A few hours later Mrs. Aleshine came to me. "There's another reason for hurryin' up," said she. "Them sailormen seems able to do without 'most anything in this world except tobacco, and Mrs. Lecks has been sellin' it to 'em out of a big box she found in a closet up-stairs, at five cents a teacupful,—which I think is awful cheap, but she says prices in islands is always low,—and wrapping the money up in a paper, with 'Cash paid by sailormen for tobacco' written on it, and puttin' it into the ginger-jar with the board money. But their dollar and forty-three cents is nearly gone, and Mrs. Lecks she says that not a whiff of Mr. Dusante's tobacco shall they have if they can't pay for it. And when they have nothin' to smoke they'll be wantin' to leave this island just as quick as they can, without waitin' for the flour to give out."
Here was another pressure brought to bear upon me. Not only the waning flour, but the rapidly disappearing tobacco money was used as a weapon to urge me forward to the love-making which Mrs. Lecks and Mrs. Aleshine had set their hearts upon.
I was in no hurry to leave the island, and hoped very much that when we did go we should depart in some craft more comfortable than a ship's boat. In order, therefore, to prevent any undue desire to leave on the part of the sailors, I gave them money enough to buy a good many teacups full of tobacco. By this act I think I wounded the feelings of Mrs. Lecks and Mrs. Aleshine, although I had no idea that such would be the effect of my little gift. They said nothing to me on the subject, but their looks and manners indicated that they thought I had not been acting honorably. For two days they had very little to say to me, and then Mrs. Aleshine came to me to make what, I suppose, was their supreme effort.

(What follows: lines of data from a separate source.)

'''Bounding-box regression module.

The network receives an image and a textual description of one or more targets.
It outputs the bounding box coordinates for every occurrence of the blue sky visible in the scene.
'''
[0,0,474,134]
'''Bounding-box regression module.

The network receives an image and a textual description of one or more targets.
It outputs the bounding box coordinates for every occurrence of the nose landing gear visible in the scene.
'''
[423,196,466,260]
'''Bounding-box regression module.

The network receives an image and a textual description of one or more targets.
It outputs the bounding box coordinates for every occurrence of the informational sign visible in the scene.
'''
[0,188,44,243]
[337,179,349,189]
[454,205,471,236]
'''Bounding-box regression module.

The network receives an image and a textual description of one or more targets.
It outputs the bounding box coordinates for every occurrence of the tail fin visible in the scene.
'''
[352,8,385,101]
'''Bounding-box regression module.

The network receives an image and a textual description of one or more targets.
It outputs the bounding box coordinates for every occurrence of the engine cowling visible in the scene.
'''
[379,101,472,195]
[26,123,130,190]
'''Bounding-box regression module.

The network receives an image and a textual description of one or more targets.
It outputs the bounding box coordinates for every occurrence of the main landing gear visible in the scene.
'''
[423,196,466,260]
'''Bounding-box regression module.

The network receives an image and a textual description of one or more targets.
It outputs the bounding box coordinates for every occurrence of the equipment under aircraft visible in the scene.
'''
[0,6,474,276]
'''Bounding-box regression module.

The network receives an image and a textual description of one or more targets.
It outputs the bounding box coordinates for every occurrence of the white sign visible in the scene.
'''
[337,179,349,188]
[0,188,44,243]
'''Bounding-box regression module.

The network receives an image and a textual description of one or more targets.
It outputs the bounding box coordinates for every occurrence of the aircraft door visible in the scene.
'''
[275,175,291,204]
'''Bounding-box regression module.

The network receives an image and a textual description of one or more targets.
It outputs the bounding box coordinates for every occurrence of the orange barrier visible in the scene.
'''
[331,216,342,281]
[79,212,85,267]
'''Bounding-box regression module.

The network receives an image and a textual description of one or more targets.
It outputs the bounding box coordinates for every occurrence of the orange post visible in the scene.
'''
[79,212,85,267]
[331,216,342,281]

"Mrs. Lecks and me is a-goin' to try," she said,—and as she spoke she looked at me with a very sad expression and a watery appearance about the eyes,—"to stretch out the time for you a little longer. We are goin' to make them sailormen eat more fish; and as for me and her, we'll go pretty much without bread, and make it up, as well as we can, on other things. You and Miss Ruth and the parson can each have your three quarters of a pint of flour a day, just the same as ever, and what we save ought to give you three or four days longer."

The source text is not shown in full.